Me. To him, I was the superfluous.

As the box still remains in my room, and has been for weeks, I turned on my computer one day and decided to reread the “Living with Daddy Issues” essay. I found it eerie how only a year before my father’s death, my brother and I had speculated on how we’d feel once he died. Sure enough, my brother kept his word and drank a can of cheap beer in the man’s honor. I was the one who ended up making all the calls — I called my brother and my father’s two ex-wives, my mother and stepmother, to give them the news. I called my employers to tell them what had happened, and to reassure them that I’d be at work on time the next morning. I sent out a mass text to all my friends. I never cried; what’s there to cry about, really?

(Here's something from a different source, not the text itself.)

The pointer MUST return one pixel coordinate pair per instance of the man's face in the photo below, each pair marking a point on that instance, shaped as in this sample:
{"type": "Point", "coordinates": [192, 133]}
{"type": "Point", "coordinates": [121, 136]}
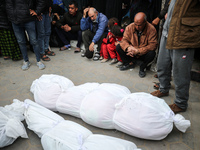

Since then, I’ve had to succumb to so many scrunched-up faces full of sympathy, bear the condolences as if they meant something. All these people do have their hearts in the right places, their reactions are only human. But these small bursts of empathy are easy: it’s how we cope with the shock of the terrible news of others. What’s worse is having to explain that there is nothing to feel sorry for, that I wasn’t sad, that I felt next to nothing. Other peoples’ kindness is sincere; my apathy makes them uncomfortable.

The question that lingers with me, even now, is, “Am I still marked?” The “daddy issue” is the box with all its contents: real things, not intangible thoughts and emotions, to be either sent to my brother or gingerly hidden in my room, so no one has to see, including myself. The answer to the where-is-your-dad question is much easier now, as people are left to their own assumptions of how he died. I’m able to accept sympathy and let the awkward moments pass. Even though good logic tells me that the truly altruistic would understand the truth beneath the stickiness of my explanations, I feel like the ugliness of the daddy facts are like a birthmark I can never cover up enough.

My brother has more control over his emotions. “He wasn’t always bad,” he said. “Yes, he was a piece of shit, but I know there was a time when he made Mom and our stepmom happy. There was a time when you, Meagan, were happy to see him. When I reflect on him, I just try to look at the good, even though I have to squint and use a magnifying glass.”

“You and your brother are probably the two good things your father ever did with his life,” my mother said on the phone after I told her of his death. “I think, really, that’s a fine legacy.”

Even these words seemed trite to me at the moment, though perhaps with enough time I can learn to accept it as a possible truth. But, through all the echoes of consoling voices and the vision of the box that sits in my bedroom, partially unpacked, I feel vindicated. I can be free of this. And now, when I look over my first essay about my father, I know those who felt similarly can be free too. It just comes with one final trauma, and then it’s over.

When I start my days, I brush my hair and apply my makeup in front of a large vanity mirror. On the upper left side of the mirror, I taped up two photos of my parents, taken in the Fall and used as past Christmas card stuffers. My parents: my mom and my stepdad. No one else. “You’re free now,” I say to myself when I look at their faces, which are both splayed with big smiles.